Depois que toda a palhaçada da rodinha acaba, nós nos sentamos, já cansadas.

- Griffin... - A voz de Lilly Parker, uma garota da minha série, chama. - Estou com cólica, posso ir à enfermaria?

O garoto sorri com as fileiras de dentes brancos e perfeitos e olha para mim de relance.

Não. Está vindo de novo.

" - Eu amo vôlei, sabe. Mas às vezes simplesmente não estou a fim de fazer.

- E o que você faz? - Ele perguntou.

- Nós, do vôlei, temos um esquema.

- E qual é? - Ele questionou, tirando uma mecha de cabelo dos meus olhos.

- Uma de nós diz que está com cólica. Peter nunca reclama, os meninos não questionam muito essas coisas de mulher. Enfim, uma vai embora ajudada por outras duas, e ficam assistindo o futebol dos garotos. Uns quarenta minutos depois elas voltam e outras saem, já que esse problema pode acontecer no mesmo período...

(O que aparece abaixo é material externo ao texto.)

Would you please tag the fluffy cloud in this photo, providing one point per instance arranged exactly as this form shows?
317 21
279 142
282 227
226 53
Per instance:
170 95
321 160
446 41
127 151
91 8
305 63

- E o treinador não fala nada?

- Nada. É por isso que sempre dá certo."

- Está com o quê mesmo? - Griffin pergunta, a voz sugerindo que ele está segurando uma gargalhada.

- Cólica. - Lilly repete, a cara de dor falsa vacilando um pouco.

- Arrãm. E acha que engana quem? - Ele pergunta, soando, pela primeira vez, como Peter.

Lilly perde completamente o fingimento.

- Mas...

- Tudo bem. - O menino balança a cabeça. - Se está com cólica, pode ir. Mas não acho que precise de outras duas, não é? Se bem que deve ser mais legal ver os meninos sem camisa com as amigas...

Agora não é apenas Lilly quem congela. Todo mundo parou de falar. Ninguém se mexe, ninguém sabe o que responder.

Todas se entreolham, provavelmente procurando uma culpada.

- Quem foi a vadia que contou? - Vejo os lábios de Megan se movimentando, sem som, atrás de Griffin.

 Infelizmente, ele se vira nessa hora e entende a pergunta. Ele concentra seu olhar claramente em mim.

Então, uma a uma, as meninas também se viram para me olhar.